Life Expectancies: The Body between Exposure and Development
Films by Sandra LAHIRE and Discussion between Elsa RICHARDSON and Kerstin SCHROEDINGER
In the context of the exhibition Looking at the Present through Rear-View Mirrors, artist and Büchsenhausen-Fellow Kerstin Schroedinger will be showing two films – Arrows (UK, 1984) and Plutonium Blonde (UK, 1986) – by British filmmaker Sandra Lahire (1950-2001). This will be followed by a conversation between Elsa Richardson and Kerstin Schroedinger about the production of emotions and the relation between capitalism and feelings, as considered through moments in history that have challenged the relations between the economy, the body, the image and the mind. Kerstin Schroedinger will expand on this with regard to her performance piece The Alleged Body, which is part of the current exhibition at the Kunstpavillon. The Alleged Body looks at the shift from Fordist to immaterial labour during the 1980s. They will talk about the relation between women’s bodies and (mental) health, within the framework of the capitalist production of emotionality relating to British filmmaker Sandra Lahire’s work.
The event will be held with kind support from CINENOVA – Feminist Film and Video Distribution.
Kerstin Schroedinger is an artist working in video, sound and performance. Her historiographic practice questions the means of image production, historical continuities and ideological certainties of representation. Her works and curatorial practice are often collaborative. Recent works include The Alleged Body (performance), shown at Images Festival Toronto, and Les Complices* Zurich in 2017, Fugue (Film, 2015), as well as Rainbow’s Gravity (Video, 2014, GFTA-funded 2013) and Red, she said (Video, 2011) both with Mareike Bernien.

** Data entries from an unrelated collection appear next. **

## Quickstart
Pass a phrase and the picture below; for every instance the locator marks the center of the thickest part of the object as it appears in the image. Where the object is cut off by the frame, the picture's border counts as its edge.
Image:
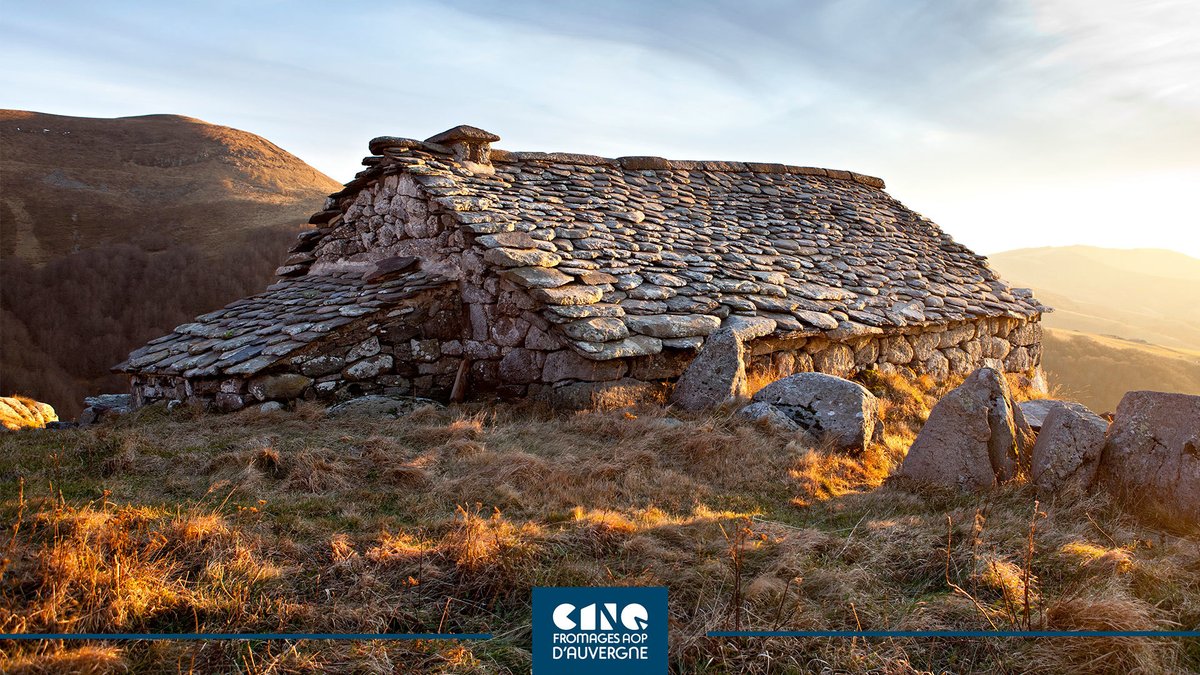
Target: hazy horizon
(1011, 124)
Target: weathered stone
(835, 359)
(282, 387)
(111, 402)
(521, 257)
(691, 342)
(971, 437)
(823, 404)
(567, 364)
(937, 365)
(599, 329)
(539, 339)
(521, 366)
(924, 346)
(664, 365)
(747, 328)
(370, 368)
(509, 330)
(607, 395)
(369, 347)
(571, 294)
(895, 350)
(537, 276)
(1036, 411)
(378, 406)
(673, 326)
(1018, 360)
(228, 401)
(1067, 453)
(1152, 457)
(867, 354)
(1026, 334)
(717, 374)
(631, 346)
(958, 360)
(766, 413)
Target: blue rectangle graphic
(593, 631)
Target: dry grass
(444, 520)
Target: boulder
(1067, 453)
(769, 414)
(971, 438)
(1152, 455)
(282, 387)
(1036, 411)
(822, 404)
(717, 374)
(378, 406)
(105, 405)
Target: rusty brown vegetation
(445, 519)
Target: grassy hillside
(114, 231)
(153, 180)
(1097, 370)
(1143, 293)
(445, 519)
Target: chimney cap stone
(463, 133)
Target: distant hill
(1141, 293)
(114, 231)
(1097, 370)
(154, 180)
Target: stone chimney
(471, 145)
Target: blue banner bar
(245, 635)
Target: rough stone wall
(388, 219)
(940, 351)
(509, 340)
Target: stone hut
(453, 269)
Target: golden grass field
(445, 519)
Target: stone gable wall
(508, 340)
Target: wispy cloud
(973, 111)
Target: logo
(600, 631)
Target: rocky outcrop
(1152, 455)
(1067, 453)
(717, 374)
(1037, 410)
(765, 413)
(105, 406)
(839, 410)
(971, 438)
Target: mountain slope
(1143, 293)
(155, 180)
(1097, 370)
(114, 231)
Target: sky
(1012, 124)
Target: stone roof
(253, 333)
(627, 255)
(597, 238)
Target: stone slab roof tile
(253, 333)
(809, 248)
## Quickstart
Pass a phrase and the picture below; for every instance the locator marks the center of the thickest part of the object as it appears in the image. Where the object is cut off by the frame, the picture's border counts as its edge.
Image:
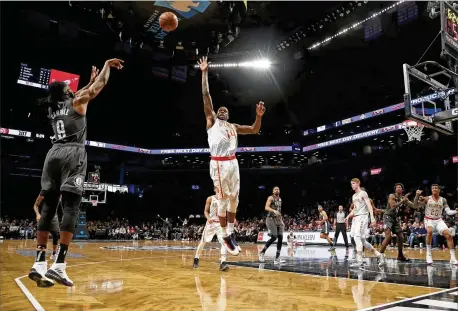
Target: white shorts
(359, 226)
(225, 175)
(437, 225)
(210, 230)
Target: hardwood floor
(159, 276)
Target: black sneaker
(224, 266)
(229, 245)
(233, 238)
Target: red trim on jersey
(223, 158)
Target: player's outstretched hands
(115, 63)
(203, 64)
(94, 74)
(261, 108)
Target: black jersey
(68, 125)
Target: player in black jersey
(274, 224)
(64, 170)
(395, 201)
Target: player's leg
(280, 237)
(234, 187)
(272, 232)
(40, 267)
(429, 228)
(443, 228)
(201, 245)
(71, 203)
(358, 234)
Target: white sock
(199, 250)
(429, 249)
(452, 252)
(230, 229)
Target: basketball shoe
(57, 273)
(37, 274)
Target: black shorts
(64, 168)
(54, 225)
(326, 228)
(392, 224)
(274, 225)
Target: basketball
(168, 21)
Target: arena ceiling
(348, 76)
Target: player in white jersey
(362, 207)
(224, 168)
(434, 206)
(210, 230)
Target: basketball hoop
(413, 130)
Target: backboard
(431, 95)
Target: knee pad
(232, 206)
(71, 205)
(222, 206)
(56, 237)
(50, 201)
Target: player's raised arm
(255, 127)
(92, 79)
(208, 106)
(80, 103)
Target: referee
(340, 225)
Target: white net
(413, 130)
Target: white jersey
(213, 208)
(222, 138)
(360, 207)
(434, 209)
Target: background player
(274, 224)
(395, 201)
(324, 234)
(434, 206)
(212, 227)
(341, 226)
(224, 168)
(362, 207)
(64, 170)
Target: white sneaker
(279, 261)
(261, 257)
(37, 274)
(429, 258)
(57, 273)
(382, 260)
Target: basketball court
(159, 276)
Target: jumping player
(395, 201)
(54, 226)
(324, 234)
(362, 207)
(224, 167)
(64, 170)
(274, 224)
(211, 228)
(434, 206)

Her work has been shown at the Whitney Museum of American Art, Anthology Film Archives New York, Forum Expanded of Berlinale, Short ٍFilm Festival Oberhausen, International Film Festival Toronto, Gasworks London, Arnolfini Bristol, Whitechapel Gallery London, and exhibited at MIT List Visual Arts Center Boston (2016), Photo Cairo #6 (2017), FMAC Mediathèque Geneva (2016), The School of Kyiv – 2nd Kiev Biennale 2015, Helmhaus Zurich (2015), Kunstpavillion Innsbruck (2017), amongst others.
Sandra Lahire (1950-2001) was a British filmmaker who worked around body-image and the social, material, and economic impacts of (capitalism) on the (female) body and self. The screening shows two of her works, each from a larger work cycle. Arrows (1984) is based on a poem by Sylvia Plath and reflects the continuous negotiation between one’s body, the larger political context and the way that society/the camera frames such a body. Plutonium Blonde (1986) explores the toxic effects of Uranium mining.
Elsa Richardson is a lecturer in the history of medicine at the University of Strathclyde Glasgow, affiliated with the Centre for the History of Health and Healthcare. Amongst other things her research considers the relation of heterodox practices, beliefs and movements to mainstream society and culture, focusing in particular on the interaction between medicine and the imagination, psychology and the occult, emotions and science. Her forthcoming monograph examines the place of extraordinary visionary experience in the Victorian scientific and popular imaginary, and her new research project looks at the history of vegetarianism and narratives of wellbeing in the early twentieth century.